5 Things to Consider When Localizing Your Software Solution

Tim Lozier
by Tim Lozier on Thu, Nov 04, 2010

localization 5steps

Enterprises today are often not isolated to once corner of the globe—they span continents. With organizations sharing information across the globe, it is more crucial than ever to ensure harmonized communication within these global networks. Luckily, localization technology makes it possible to break down the language barrier, ensure efficient communication, and create streamlined business processes regardless of whether your enterprise ranges from the US to Timbuktu.

To ease the burden of localization, we’re going to take a look at the 5 things that must be considered when localizing your software solution:

1) The First Step to Localization is Internationalization: Before the system can be localized, you must “prime” it first. It must be internationalized. Internationalization is the process of creating software that can be easily adapted to other countries and is essentially the process of preparing software for localization once implemented (your primer).

Internationalization removes all cultural assumptions from the software, which prepares it for potential use in any language. This makes for easy adaptation without the need for extensive configuration or customization. This allows for seamless adaptation of localized nomenclature, formats, glossaries, and other features that vary from country to country. Essentially, for a truly global solution, localization and internationalization must go hand in hand.

2) A Localized Glossary of Terms is Essential: For efficient localization, it’s important that different languages are not stacked upon each other in a master glossary but are instead offered in separate glossaries. This enhances ease-of-use tenfold. It allows each locale access to its own glossary, which reduces the performance strain on a master glossary that contains every language.

3) Cultural Differences Must be Translated to the Minutest Detail: Localization must not just translate the language, but translate cultural differences as well. This includes all cultural aspects including calendar holidays, currency, address formats, and even down to colors (because a color that is acceptable in one culture may have negative connotations in another).

4) Provide a Centralized Environment: Another must for truly effective localization, is to implement a solution that mitigates the need for duplicate configurations to be made for each language. A localization solution that provides a centralized environment for all localized languages allows changes that are made in one location to be made across the enterprise. This aspect greatly enhances convenience for the end user and increases functionality across the enterprise.

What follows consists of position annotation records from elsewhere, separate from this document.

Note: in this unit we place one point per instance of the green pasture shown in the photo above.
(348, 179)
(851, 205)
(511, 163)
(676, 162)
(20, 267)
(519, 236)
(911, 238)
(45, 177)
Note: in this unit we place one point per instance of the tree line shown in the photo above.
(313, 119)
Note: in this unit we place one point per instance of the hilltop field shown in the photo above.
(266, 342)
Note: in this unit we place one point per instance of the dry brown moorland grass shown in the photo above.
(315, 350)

5) Provide Enhanced Reporting: Localization must provide an extremely detailed level of translation—for example, it is important to translate keywords in forms as well as their resulting intelligence, such as reports and charts. Localization to this level of detail ensures that a keyword entered in one language has the same meaning as that keyword entered in another language. This ability enhances the resulting report view, because there will not be duplicate categories for each reportable event entered within the global enterprise.

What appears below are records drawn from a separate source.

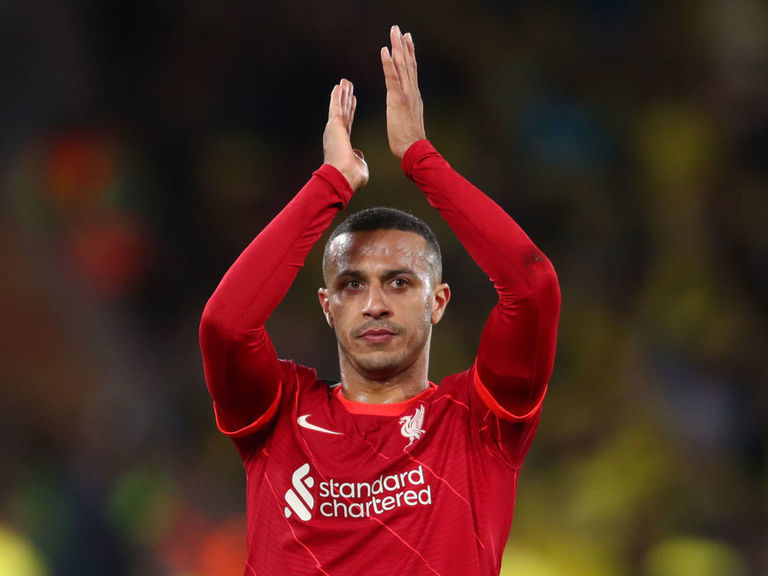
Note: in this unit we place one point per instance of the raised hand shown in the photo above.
(337, 146)
(405, 109)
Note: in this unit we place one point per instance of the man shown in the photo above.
(385, 472)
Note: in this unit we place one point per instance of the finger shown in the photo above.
(344, 102)
(396, 38)
(335, 103)
(390, 74)
(352, 113)
(406, 61)
(413, 68)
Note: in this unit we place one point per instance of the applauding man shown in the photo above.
(383, 472)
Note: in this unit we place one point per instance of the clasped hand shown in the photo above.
(405, 111)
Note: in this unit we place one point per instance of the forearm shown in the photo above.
(516, 352)
(239, 361)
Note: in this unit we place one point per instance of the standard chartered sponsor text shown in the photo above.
(386, 493)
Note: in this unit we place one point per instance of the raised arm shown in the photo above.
(517, 347)
(240, 363)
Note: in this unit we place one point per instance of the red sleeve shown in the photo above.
(239, 360)
(517, 347)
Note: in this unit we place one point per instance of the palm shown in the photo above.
(337, 146)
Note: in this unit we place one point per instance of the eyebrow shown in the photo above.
(387, 274)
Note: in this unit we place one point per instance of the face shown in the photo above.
(382, 299)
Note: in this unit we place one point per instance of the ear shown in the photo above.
(325, 304)
(441, 297)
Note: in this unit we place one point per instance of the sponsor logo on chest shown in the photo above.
(334, 499)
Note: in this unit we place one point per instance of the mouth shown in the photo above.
(377, 335)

Now, where does the Quality Management or EHS system fit in? Localization technology can be used in a multitude of systems. But with respect to the QMS/EHS system, the ability to have a localized environment is of paramount importance—especially when product quality, process quality, and regulatory compliance are factored in. For example, the ability to accurately understand the instructions and field labels on a complaint form can have tremendous implication on a product or corrective action. If there is an error due to translation problems, it can have an effect on overall product quality. Similarly, being able to collaborate with suppliers in their native language has tremendous value because it will greatly reduce miscommunication—and proper communication with suppliers is key to maintaining the relationship between supplier and stakeholder and maintaining product quality and integrity.

Ultimately, we know that quality relies on collaboration, on following procedures, and on proper data entry. Organizations can mitigate the risk of errors by translating all aspects of their QMS/EHS by using a localized environment.

Effectively localizing your software solution while taking the above points into consideration will result in a system that has been seamlessly adapted to the highest degree, and consequently, a user-friendly system regardless of where the end user is located. This unites the enterprise and enhances communication across the globe, and you can rest assured knowing that nothing has been “lost in translation”—even if you are in Timbuktu.